As always, it's a matter of your workload combined with good risk analysis.
(Note that besides bunging in the ECC RAM DIMMs, you may have to turn on ECC support in the BIOS.)
Just using increasing amounts of RAM, storage and bandwidth, without adding data-integrity checks, is really asking for trouble ...
If the disk recognizes the sector as bad (through its own, internal redundancy checks), then (depending on RAID implementation) either that one block will be read from parity or the entire disk will be dropped from the array.
But, if the disk silently corrupts data, RAID5/6 will not protect you. In fact, it makes the problem worse; silent corruption is more likely the more disks you have)
This metric is only relevant if you read all 4 GB of your memory every second and use the data for something that can't stand a flipped bit.
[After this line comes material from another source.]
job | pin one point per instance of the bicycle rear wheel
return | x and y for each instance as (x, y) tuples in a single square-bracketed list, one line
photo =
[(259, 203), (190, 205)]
Then you'll have one problem for every 72 hours of constant use of all of your memory.
How much of your memory do you use on average? How many flipped bits will be read, before being overwritten? How many bit flips cause a real problem? If one of the gray background dots of HN turns blue, I don't really care. The likelihood of an actual problem for an average user is vastly lower because of these factors.
The average comment on the blog of this guy and on Reddit is just sad: it's all fine and well that anecdotal evidence and the Google paper tell you he's wrong, but his math makes sense. Doesn't anyone feel the need to get to the root of the error in his assertion?
- how much memory is in use?
- how large is the chance that a flipped bit is read (as opposed to being overwritten before being read)?
- What are the consequences of the flipped bit?
Apart from that: there are quite a few desktops in the world where 'actually significant work' is being carried out.
On an unrelated note, I did not mean to demean desktops, but the reality is that there's orders of magnitude more devices that carry out tasks more critical than image processing or development. Embedded devices are one example.
I have an 8GB dual-Opteron system with a DIMM that is in production and should not be taken down - about 4MB on one DIMM has been marked bad and removed from use by the OS.
They have mentioned that their solid state relays trip 2 or 3 times a year due to cosmic rays. I'm not sure how comparable those are to DIMMs, but it does suggest that the author's claim of one error per day is a bit off...
OK, let's assume that.
> For T=1 hour , p = 1.3e-12 and m = 42^308 that gives 0.044 or 4.4% .
WTF? Where did those figures come from?